За всю жизнь мать была один раз в кузнице и два раза на базаре. Город для нее — так это уж тридесятое царство.
Отец возвращается и докладывает о состоянии Васьки и как поела корова. Корова стельна. Мать точно знает, когда она «гуляла» с быком и когда ждать отела.
Перед избой треплются космы берез по ветру. Царапают стекла оконца. Жутко на дворе…
— Не иначе, как стучат, — вдруг говорит мать, и все мы прислушиваемся.
Действительно, кто-то робко царапается в окно.
— Да кто же это в такую пору, разве опять прохожий? — Отец приложился к стеклу. — А и впрямь прохожий. Дрожит на завалинке. Словно мы виноваты, что наша изба в проулке. Третий на этой неделе…
— Полно, отец. Куда же от них денешься? Иди отворяй скорее… Не дать приюта прохожему — великий грех…
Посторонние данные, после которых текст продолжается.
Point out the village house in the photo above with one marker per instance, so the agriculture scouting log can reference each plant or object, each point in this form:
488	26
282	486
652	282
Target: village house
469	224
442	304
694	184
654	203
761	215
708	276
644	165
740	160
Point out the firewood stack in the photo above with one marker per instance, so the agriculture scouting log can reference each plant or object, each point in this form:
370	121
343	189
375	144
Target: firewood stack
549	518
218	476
Отец, как всегда, ругается, но выполняет приказание матери. Вскоре он возвращается и ведет за собой странного человека и страшного. Прохожий в лохмотьях, из-под них просвечивает кое-где голое серое тело. Оброс он, как дикарь, такого изображают на картинках. Голова и шея замотаны тряпками. Дрожит у порога и молчит.
— Отколь, добрый человек?
Он скрюченными пальцами разматывает тряпки на шее и отвечает простуженным голосом:
— Из пересылки.
— Что, что?
— Из пересыльной тюрьмы.
— Так ты что же — разбойник?
— Нет, я беглый. От властей скрывался… Не было вида на жительство. Сперва посадили, а вот теперь сами выпустили. Народ выпустил…
— Какой народ?
— А демонстранты…
— Ты, батюшка, видать, басурман. Говоришь не по-нашему.
— Нет, я русский. Я восемь лет по волчьему билету ходил… А теперь без конвоя… Пробираюсь домой.
— Родина-то у тебя есть?
— А я и не знаю. Иду в село Гагино.
— Чудной ты какой-то, — говорит мать. — Отец, иди позови матушку, она его моментально выяснит.
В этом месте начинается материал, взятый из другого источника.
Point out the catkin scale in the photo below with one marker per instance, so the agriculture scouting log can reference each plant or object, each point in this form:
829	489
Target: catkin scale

— А чего выяснять-то, сразу видно, что каторжник, — говорит отец и уходит за бабушкой, которая жила с нами по соседству.
Лохматый человек сунул руки в печурку и сильнее задрожал, закряхтел, заворочался, но уже от удовольствия.
— Жена-то есть ли? — пытает мать.
— Нету, не нажил.
— А изба?
— И избы нету.
— Так зачем же ты идешь в Гагино, чудо гороховое?
— Вот этого я и сам не знаю. Куда-то человеку надо идти. Там я родился…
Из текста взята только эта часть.